Os testes foram feitos com base nas concentrações de resíduos – considerando os limites máximos de duas bactérias patogênicas (coliformes e salmonela) permitidos pela Agência Nacional de Vigilância Sanitária (Anvisa) – a fim de verificar qual seria o nível mais recomendado para irrigação das sementes e das mudas. Os ensaios foram realizados com água ultrapura (tratamento controle), com efluentes bruto e tratado em diversas concentrações (25%, 50%, 75% e 100%). O efluente bruto foi coletado diretamente das etapas de produção industrial; o efluente tratado, por sua vez, teve sua origem em uma estação de tratamento pertencente à própria indústria.

Felipe Moraes Del Lama, pesquisador e autor do estudo – Foto: Arquivo pessoal

Os resultados foram promissores: as sementes não sofreram nenhum prejuízo e germinaram normalmente em qualquer que fosse a proporção utilizada. Já as mudas de alface não resistiram à irrigação com água residual sem tratamento. Apresentaram significativa taxa de mortalidade aos 15 dias após a semeadura, e mortalidade drástica, aos 30 e 60 dias após a semeadura. Porém, quando foram irrigadas com o efluente tratado, o resultado mudou. Responderam melhor nas concentrações de 25% e 50%. Nos outros dois tratamentos com o efluente tratado (75% e 100%), observou-se menor crescimento vegetal.

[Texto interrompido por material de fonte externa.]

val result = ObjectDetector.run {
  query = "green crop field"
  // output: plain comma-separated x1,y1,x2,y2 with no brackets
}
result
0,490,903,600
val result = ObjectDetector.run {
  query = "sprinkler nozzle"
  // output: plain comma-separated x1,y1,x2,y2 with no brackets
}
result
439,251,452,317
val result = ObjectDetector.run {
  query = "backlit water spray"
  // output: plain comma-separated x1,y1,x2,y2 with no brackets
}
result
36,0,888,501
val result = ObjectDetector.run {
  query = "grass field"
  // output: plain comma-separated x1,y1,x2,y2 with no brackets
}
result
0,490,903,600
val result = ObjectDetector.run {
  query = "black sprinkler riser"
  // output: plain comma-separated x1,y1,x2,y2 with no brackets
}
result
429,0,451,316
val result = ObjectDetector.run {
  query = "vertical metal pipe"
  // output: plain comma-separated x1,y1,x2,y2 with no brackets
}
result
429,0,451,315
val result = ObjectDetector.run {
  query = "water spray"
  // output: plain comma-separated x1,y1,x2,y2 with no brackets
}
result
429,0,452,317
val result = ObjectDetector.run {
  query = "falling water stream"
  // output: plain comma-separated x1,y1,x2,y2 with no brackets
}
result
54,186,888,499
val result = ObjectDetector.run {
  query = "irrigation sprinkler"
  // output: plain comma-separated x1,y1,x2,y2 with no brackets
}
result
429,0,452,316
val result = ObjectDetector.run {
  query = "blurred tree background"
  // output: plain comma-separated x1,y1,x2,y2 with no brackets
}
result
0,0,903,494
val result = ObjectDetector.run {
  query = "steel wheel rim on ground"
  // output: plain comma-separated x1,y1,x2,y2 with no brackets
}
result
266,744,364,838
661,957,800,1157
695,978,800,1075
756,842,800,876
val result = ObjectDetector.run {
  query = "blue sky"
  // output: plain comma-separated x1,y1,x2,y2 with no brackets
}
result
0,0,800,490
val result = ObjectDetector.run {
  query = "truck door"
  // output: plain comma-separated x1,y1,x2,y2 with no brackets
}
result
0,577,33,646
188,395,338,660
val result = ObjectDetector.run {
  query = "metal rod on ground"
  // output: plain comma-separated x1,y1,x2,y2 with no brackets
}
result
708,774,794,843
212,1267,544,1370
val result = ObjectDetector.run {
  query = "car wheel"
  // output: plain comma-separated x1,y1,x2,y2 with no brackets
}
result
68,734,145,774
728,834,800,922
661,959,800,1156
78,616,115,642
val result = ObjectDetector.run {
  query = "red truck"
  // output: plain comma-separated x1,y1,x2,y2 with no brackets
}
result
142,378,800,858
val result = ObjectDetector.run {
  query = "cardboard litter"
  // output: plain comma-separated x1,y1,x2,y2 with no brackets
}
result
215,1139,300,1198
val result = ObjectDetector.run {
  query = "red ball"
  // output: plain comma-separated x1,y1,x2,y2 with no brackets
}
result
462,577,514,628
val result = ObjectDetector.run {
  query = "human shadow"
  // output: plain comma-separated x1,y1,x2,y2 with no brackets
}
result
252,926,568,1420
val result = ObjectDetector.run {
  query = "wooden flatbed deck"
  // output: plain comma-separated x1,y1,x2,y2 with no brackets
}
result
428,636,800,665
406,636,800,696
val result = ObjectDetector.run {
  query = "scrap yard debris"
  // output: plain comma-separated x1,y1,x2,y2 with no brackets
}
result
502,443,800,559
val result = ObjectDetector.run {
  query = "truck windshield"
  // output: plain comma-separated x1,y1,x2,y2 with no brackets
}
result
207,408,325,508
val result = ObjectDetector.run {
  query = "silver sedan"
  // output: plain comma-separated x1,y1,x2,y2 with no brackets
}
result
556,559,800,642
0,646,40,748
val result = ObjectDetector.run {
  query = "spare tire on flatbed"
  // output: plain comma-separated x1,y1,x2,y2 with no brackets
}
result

Nas análises microbiológicas realizadas nas folhas de alface irrigadas com 25% e 50% do efluente tratado, observou-se que os resultados para a presença de bactérias (coliformes e salmonela) permaneceram dentro do limite preconizado pela legislação brasileira, o que indicaria que as hortaliças poderiam ser consumidas com segurança por seres humanos, relata o pesquisador.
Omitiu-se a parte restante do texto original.